Putzeys includes current feedback from the working drivers to the amplifiers, helping to compensate for distortion and voice-coil heating. The innate frequency response of each driver is held in the DSP library to help compute accurate equalization; this operating model includes overload limits so that damage and audible overload are avoided.
Where the BXT subwoofers are not used, the matching stands will be essential, as they are wholly functional and complement the design well. Note that the boundary settings include semi-free space (near wall), on-wall and even when located in a corner.
Test Results: Frequency Responses
The close time alignment of the mid-treble drivers is seen in the vertical axis ±15º results, which are almost identical, showing good conformity with the welcome symmetry promised for a time aligned set up following Linkwitz-Riley teaching. The unavoidable minor off-axis dips at crossover over the vertical span are barely audible at just -2dB, and are desirably symmetrical.
The slightly poorer sounding above-axis response shows a mildly rising treble output, but it's still very well integrated. Note that the fairly high matching stand places the seated listener's ear a little below the mid-to-treble axis, which is clearly (and audibly) just right.
Thanks to the digitally processed time alignment of the array and the low diffraction enclosure, amazingly good lateral off-axis responses were obtained. There is only 3dB of loss right out to 12kHz, even for 60º off-axis, thanks the to the enclosure narrowness and the anti-diffraction curvature, but credit is also due to the useful waveguide fitted to the high frequency unit. These results are orders of magnitude better than those of the loudspeaker industry in general.

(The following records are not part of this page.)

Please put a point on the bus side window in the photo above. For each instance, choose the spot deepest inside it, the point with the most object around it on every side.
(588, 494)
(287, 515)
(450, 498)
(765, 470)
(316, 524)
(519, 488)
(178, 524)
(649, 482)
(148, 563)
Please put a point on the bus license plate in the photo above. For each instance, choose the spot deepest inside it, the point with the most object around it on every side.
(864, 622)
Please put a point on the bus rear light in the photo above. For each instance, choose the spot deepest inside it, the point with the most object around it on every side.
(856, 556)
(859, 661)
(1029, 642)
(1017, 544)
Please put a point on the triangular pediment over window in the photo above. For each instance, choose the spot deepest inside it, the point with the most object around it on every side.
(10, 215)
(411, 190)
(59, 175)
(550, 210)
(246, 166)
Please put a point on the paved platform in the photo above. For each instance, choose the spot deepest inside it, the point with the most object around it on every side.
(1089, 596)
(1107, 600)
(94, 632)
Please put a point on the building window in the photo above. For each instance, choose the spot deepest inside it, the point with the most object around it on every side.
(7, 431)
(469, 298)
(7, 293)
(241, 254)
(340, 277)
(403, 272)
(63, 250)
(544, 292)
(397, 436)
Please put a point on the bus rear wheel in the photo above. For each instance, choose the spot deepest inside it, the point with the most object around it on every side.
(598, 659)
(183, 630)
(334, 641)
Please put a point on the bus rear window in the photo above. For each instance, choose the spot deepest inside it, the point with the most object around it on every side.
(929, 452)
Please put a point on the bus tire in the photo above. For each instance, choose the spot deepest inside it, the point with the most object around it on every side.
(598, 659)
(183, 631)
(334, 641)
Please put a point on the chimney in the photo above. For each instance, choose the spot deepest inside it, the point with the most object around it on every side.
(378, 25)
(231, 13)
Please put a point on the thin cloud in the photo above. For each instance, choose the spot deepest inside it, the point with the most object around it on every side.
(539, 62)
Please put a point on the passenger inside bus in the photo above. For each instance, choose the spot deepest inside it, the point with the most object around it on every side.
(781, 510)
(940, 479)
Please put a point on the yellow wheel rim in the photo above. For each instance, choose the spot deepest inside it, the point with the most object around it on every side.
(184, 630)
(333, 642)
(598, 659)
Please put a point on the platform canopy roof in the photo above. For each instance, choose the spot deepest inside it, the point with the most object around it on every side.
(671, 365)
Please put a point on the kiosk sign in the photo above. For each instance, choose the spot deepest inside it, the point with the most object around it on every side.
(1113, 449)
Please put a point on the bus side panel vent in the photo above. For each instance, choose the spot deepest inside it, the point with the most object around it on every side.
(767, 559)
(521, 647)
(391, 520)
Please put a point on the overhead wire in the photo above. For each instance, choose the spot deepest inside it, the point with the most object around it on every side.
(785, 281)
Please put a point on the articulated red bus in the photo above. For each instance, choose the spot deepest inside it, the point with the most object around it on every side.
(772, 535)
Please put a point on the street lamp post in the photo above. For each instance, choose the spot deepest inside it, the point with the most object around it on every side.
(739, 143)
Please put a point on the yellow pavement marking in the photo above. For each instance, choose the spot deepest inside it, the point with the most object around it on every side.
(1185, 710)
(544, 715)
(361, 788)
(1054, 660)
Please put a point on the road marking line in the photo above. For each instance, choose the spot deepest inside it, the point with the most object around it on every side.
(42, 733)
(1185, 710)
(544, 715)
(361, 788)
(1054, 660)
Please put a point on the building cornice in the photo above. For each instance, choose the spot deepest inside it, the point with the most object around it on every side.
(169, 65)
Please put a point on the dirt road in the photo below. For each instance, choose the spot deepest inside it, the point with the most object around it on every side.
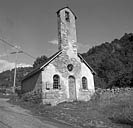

The Kii Three sounded at its best when slightly toed out by 7.5º, and at a height that's just above the midrange driver. Note the astonishingly close agreement between the 15º lateral output and the axial result. (Black trace presented in third-octave analysis from 30Hz to 20kHz, and measuring
+/-1dB!) (Happily I have a precision 12.5mm B&K condenser microphone, to qualify these results accurately.)
This loudspeaker's inherent low frequency directional control is in my view rather more successful than the more usual alternative of conventional omni-directional bass combined with DSP room correction for peaks and dips at the listener location.
Overall, at more reasonable levels, second harmonic was higher than average for more recent high end designs, but still considered satisfactory. At 86dB SPL, second averaged 0.15% to 0.2%, while for frequencies above 500Hz third was also nicely held to 0.1% or better. At lower frequencies third harmonic rose somewhat: at 125Hz, 86dB SPL I measured 0.35%, and considered that this was marginally audible. By 90dB, 125 Hz it was approaching 0.5% and distortion was audible on music program at this level. Certainly at higher powers some lower frequency coloration did seem to be associated with moderate levels of harmonic distortion, which I also associated with a mild loss of attack and definition; backing off the loudness confirmed this observation.
By comparison, a larger passive design of typical 90dB sensitivity may well accept 40W at 40Hz for 106dB SPL with just audible distortion, while the compact Kii Three will begin audibly compressing at a 10dB lower sound level, if a still quite loud 96dB SPL. It cannot quite do the impossible!